There's no way to say this without sounding like a pretentious ass, but I have to be true to who I am.  After several years of running marathons they began to seem somewhat pedestrian.  I wanted to try something new, to attempt something that I had never done and wasn't certain I could do. A good friend and frequent training partner of mine suggested we run a 50K.  I was game. It was a great experience.  That same year I ran the Mount Mitchell Challenge and the Bel Monte 50 Mile Endurance Run.  I finished up the year with an Iron distance triathlon.  Bel Monte was one of those rare and wonderful life changing experiences.
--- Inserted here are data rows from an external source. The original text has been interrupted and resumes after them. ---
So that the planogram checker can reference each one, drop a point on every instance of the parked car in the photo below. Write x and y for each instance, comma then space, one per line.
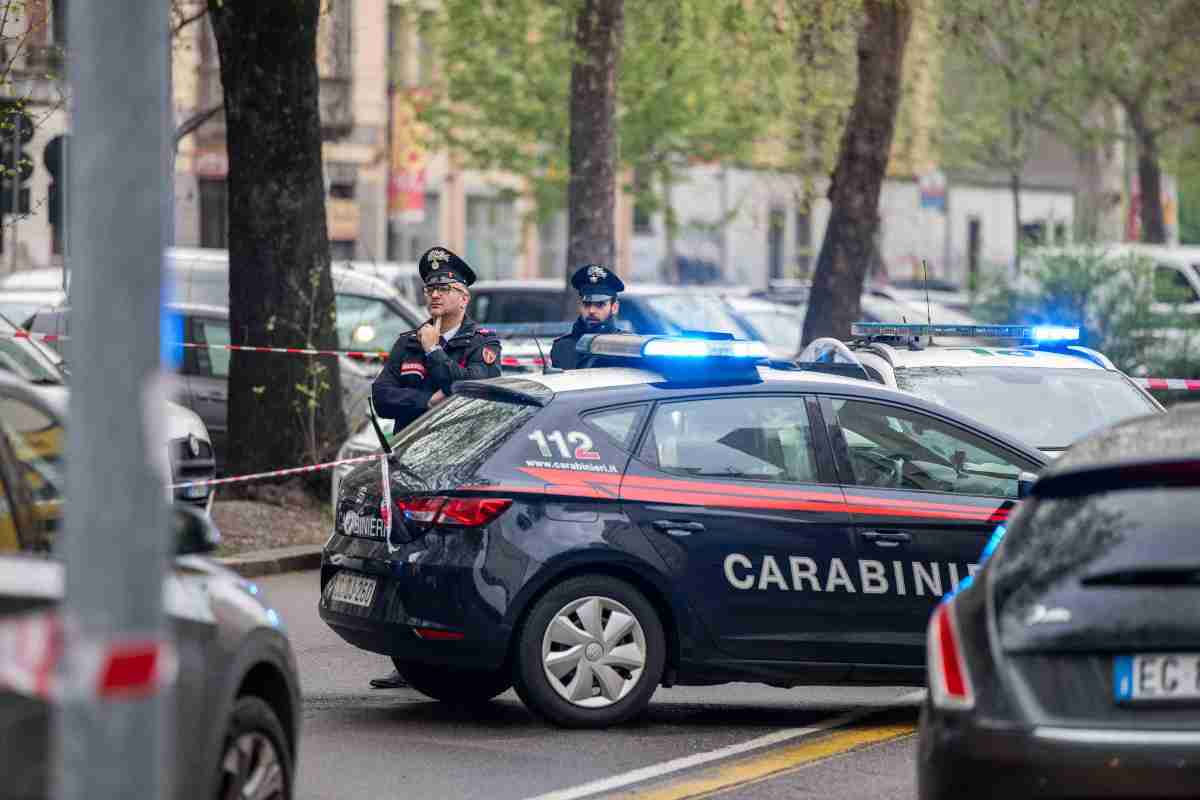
370, 317
1068, 667
235, 710
187, 455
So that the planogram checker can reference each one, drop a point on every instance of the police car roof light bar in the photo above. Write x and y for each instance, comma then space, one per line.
1048, 334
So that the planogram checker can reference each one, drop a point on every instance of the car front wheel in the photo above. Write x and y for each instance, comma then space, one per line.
591, 653
256, 762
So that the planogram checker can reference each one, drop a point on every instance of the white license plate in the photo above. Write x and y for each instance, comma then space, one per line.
354, 589
1159, 677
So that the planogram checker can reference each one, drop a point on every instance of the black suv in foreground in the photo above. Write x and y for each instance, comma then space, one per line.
1071, 666
587, 536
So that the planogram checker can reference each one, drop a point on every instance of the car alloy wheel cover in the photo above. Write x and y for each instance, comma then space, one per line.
593, 651
251, 769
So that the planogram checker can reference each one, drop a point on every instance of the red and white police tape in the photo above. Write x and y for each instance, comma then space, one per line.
1153, 384
31, 649
1169, 384
279, 473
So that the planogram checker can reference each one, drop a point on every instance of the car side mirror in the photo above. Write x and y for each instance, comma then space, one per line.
1025, 482
195, 531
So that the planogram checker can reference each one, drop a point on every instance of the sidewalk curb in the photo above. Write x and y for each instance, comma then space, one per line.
274, 561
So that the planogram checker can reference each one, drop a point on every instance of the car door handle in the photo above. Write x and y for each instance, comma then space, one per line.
887, 540
677, 528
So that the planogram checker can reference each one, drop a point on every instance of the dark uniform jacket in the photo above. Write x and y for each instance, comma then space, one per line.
409, 378
563, 354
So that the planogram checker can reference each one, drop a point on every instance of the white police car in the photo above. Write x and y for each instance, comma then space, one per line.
684, 516
1031, 382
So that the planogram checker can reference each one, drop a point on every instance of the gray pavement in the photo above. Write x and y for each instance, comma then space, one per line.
359, 741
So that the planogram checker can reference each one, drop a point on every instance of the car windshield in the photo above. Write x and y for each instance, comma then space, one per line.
778, 328
695, 312
27, 359
1045, 408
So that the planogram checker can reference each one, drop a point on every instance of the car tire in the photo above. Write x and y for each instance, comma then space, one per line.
622, 666
454, 685
255, 752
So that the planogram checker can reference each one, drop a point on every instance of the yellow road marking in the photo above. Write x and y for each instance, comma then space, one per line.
749, 770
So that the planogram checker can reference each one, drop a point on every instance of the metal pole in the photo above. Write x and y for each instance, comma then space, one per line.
115, 537
16, 190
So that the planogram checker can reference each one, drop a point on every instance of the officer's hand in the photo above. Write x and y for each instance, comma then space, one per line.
429, 335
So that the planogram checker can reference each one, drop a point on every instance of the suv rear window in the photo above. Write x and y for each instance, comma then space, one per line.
445, 446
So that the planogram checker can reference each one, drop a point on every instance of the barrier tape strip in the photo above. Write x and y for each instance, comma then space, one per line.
277, 473
31, 650
203, 346
1169, 384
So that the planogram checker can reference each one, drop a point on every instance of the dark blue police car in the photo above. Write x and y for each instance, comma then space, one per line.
693, 517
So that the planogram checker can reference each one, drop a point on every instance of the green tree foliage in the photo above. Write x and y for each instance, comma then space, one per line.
1113, 299
700, 80
1144, 55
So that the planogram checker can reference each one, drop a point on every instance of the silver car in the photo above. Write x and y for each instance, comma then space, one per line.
237, 699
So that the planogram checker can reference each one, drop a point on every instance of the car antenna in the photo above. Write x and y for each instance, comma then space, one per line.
375, 423
929, 306
541, 354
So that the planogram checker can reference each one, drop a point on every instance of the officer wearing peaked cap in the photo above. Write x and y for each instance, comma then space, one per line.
424, 364
598, 287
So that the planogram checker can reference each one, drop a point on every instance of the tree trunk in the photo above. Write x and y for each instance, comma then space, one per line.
1150, 180
592, 185
1014, 184
283, 410
862, 166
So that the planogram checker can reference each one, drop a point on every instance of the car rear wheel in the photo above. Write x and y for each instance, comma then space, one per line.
256, 763
453, 685
589, 654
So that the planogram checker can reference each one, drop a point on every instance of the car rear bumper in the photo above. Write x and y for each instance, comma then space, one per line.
961, 757
439, 613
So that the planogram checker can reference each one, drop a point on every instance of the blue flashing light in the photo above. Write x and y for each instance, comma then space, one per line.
683, 348
993, 543
1055, 334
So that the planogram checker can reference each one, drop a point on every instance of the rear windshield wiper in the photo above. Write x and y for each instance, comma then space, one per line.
1156, 576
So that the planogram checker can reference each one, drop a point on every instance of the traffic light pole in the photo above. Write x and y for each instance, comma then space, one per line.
16, 194
117, 531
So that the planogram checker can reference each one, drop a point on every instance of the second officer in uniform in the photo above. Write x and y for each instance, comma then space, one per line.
598, 287
423, 365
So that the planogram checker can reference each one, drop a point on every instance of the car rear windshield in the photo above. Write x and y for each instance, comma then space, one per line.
1045, 408
1125, 537
445, 446
695, 312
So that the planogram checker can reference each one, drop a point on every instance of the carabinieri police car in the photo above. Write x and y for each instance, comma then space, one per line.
693, 517
1033, 382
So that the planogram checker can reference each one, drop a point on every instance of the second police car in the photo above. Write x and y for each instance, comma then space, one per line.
1033, 382
689, 519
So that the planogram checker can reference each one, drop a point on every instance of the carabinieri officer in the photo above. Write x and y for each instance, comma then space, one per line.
424, 364
598, 287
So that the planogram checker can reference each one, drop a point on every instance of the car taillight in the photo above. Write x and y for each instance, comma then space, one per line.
949, 684
466, 512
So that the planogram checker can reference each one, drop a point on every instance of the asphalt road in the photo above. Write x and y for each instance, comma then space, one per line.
739, 740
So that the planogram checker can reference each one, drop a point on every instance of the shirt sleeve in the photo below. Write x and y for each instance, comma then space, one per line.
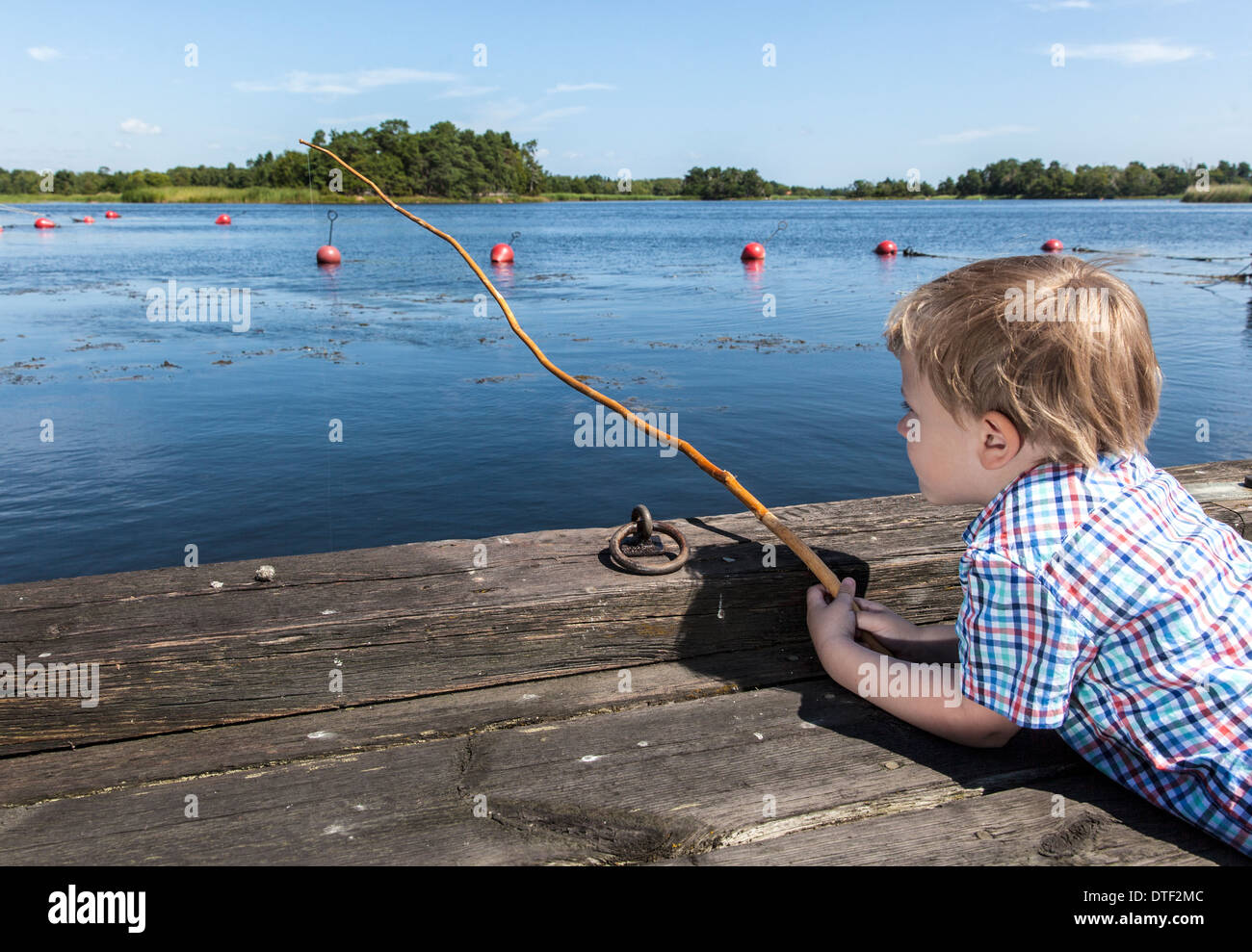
1018, 646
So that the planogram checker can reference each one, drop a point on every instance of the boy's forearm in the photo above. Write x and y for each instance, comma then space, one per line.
944, 713
931, 643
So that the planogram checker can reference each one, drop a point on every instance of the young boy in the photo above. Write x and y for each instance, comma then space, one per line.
1098, 597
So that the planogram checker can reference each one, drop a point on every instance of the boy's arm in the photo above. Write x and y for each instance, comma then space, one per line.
933, 643
954, 718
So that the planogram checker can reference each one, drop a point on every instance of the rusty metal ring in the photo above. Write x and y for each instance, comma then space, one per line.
639, 568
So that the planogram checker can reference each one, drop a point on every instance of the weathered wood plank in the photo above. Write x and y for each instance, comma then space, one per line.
631, 785
535, 612
55, 775
1103, 825
684, 773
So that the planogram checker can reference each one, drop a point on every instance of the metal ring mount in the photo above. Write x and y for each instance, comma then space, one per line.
643, 530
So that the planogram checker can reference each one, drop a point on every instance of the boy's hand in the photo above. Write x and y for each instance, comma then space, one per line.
831, 625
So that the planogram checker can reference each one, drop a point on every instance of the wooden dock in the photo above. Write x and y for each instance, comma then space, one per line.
545, 708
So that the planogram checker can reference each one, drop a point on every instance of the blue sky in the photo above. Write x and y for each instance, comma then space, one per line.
859, 89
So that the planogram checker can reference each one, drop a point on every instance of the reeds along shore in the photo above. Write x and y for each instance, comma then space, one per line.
263, 194
1219, 193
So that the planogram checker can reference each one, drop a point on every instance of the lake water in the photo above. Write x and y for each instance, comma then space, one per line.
167, 434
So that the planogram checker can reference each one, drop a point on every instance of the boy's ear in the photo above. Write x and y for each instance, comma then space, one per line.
1000, 441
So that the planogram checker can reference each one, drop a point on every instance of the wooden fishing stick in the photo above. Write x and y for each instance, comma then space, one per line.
768, 519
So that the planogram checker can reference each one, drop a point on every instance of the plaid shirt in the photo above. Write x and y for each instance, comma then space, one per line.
1105, 604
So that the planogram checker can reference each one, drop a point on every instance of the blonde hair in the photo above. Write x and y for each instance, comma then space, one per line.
1077, 388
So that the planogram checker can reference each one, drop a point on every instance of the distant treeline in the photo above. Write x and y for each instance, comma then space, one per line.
459, 164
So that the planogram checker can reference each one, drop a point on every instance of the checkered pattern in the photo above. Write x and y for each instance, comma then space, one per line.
1105, 604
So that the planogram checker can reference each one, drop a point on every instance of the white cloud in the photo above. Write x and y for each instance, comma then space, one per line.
1137, 53
138, 126
549, 116
969, 136
464, 91
343, 121
579, 88
343, 84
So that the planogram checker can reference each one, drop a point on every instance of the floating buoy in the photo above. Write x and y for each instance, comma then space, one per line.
328, 253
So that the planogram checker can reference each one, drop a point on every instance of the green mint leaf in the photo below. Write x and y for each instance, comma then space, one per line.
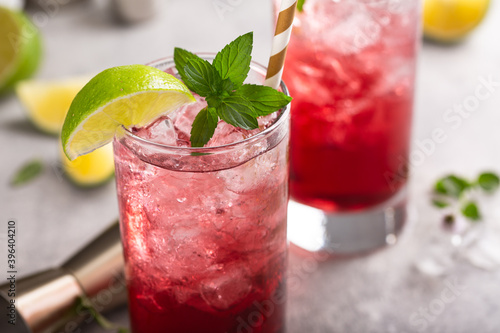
471, 211
300, 5
237, 111
449, 219
265, 100
233, 61
27, 172
203, 127
202, 78
488, 181
181, 58
451, 185
440, 203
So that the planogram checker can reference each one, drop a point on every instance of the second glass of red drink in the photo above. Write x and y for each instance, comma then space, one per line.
350, 67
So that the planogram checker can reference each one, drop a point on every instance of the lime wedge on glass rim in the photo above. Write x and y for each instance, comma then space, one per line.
127, 96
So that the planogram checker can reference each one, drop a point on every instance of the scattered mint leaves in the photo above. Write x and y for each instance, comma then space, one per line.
471, 211
300, 5
440, 203
27, 172
222, 84
455, 193
85, 303
452, 185
488, 181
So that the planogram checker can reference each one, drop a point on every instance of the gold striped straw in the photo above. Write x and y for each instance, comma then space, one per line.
280, 43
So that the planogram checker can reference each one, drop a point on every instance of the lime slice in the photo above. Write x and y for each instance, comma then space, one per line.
20, 48
47, 102
451, 20
133, 95
91, 170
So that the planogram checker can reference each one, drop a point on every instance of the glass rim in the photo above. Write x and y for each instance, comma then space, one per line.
282, 118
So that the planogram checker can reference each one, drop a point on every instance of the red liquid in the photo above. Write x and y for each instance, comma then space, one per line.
262, 310
351, 117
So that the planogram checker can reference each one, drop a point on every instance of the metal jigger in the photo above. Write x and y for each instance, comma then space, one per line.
47, 302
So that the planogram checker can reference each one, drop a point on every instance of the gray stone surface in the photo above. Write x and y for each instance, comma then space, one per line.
382, 292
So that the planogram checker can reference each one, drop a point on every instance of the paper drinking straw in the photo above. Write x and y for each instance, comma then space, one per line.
280, 43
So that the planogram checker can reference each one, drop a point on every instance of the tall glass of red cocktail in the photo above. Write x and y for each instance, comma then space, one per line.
204, 229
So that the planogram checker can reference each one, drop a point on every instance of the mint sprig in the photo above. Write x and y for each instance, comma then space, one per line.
455, 192
222, 84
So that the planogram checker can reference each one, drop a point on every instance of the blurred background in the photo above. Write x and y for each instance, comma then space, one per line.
378, 293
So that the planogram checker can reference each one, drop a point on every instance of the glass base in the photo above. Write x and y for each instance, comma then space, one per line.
347, 233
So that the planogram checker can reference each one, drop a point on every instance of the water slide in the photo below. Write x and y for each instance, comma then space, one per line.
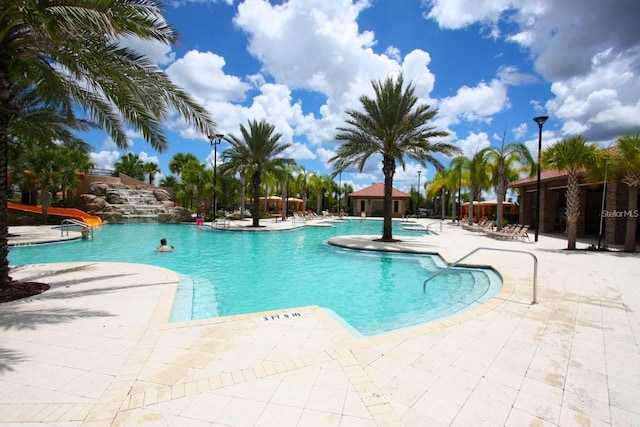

It forever changed the way I looked at running and life.  From the time I crossed the finish line of that race, I was transformed.   Since then, I have continued to run ultras including 50 and 100 mile events.  Each one brings with it a new sense of purpose, accomplishment and joy.  

Running ultra marathons is impossible to explain to anyone who is not a runner.  I once heard it said that, "To those who understand, no explanation is necessary.  To those that don't, none will suffice."

I think that just about says it all.  


  1. Ashby! It's Jen from Bald Mountain... WE DID IT! Congratulations! Boy did I have some moments.. wasn't sure I'd make it. That was BRUTAL! That course was definitely 53 or so miles. If you can handle Bel Monte.. you have a great chance of finishing Leadville. Can you believe only 59 people out of 112 finished?? Definitely keep in touch and I look forward to following your blog and seeing you and your family out in leadville! Jen

  2. So, other then 'just run', what does one do to "train" for an ultra? Is it as much mental as physical? Do most people run/walk or just run the whole time?
    I run three times a week 3-5/3-5/8-10 miles. I have run one marathon, but didn't really enjoy any of the training runs after 18-20 miles. That being said, I ran at Medoc with you on Saturday (I was the guy with the dog) and enjoyed two laps, 17ish miles, with a few minute breather in the middle while we waited for some friends to check in/catch up. Did you always like the long distance run or was it something that grew on you? I enjoyed the trail running for both the variety and comradery, this past weekend...

    1. Training for an ultra is absolutely as much mental as it is physical. Most people will run/walk an ultra marathon but will let the terrain dictate their walk breaks. Walk the uphills, run the downs and the flats. There are very few freaks of nature who can actually run the entire time during a 100 miler. I run 3-5 times a week and cross train 2-3 times a week with cycling or strength training. When I first started running distance it was hard, but I think that's what drew me to it. I enjoy the challenge of accomplishing something that is new. Long distance is something that grew on me over time. It was only after finishing multiple marathons and triathlons of varying distances that the idea of an ultra seemed doable. It didn't hurt that I live next door to a ultra runner with multiple 100 mile finishes. I too enjoy the variety of trail running and the laid back, friendly nature of the trail running/ultra community.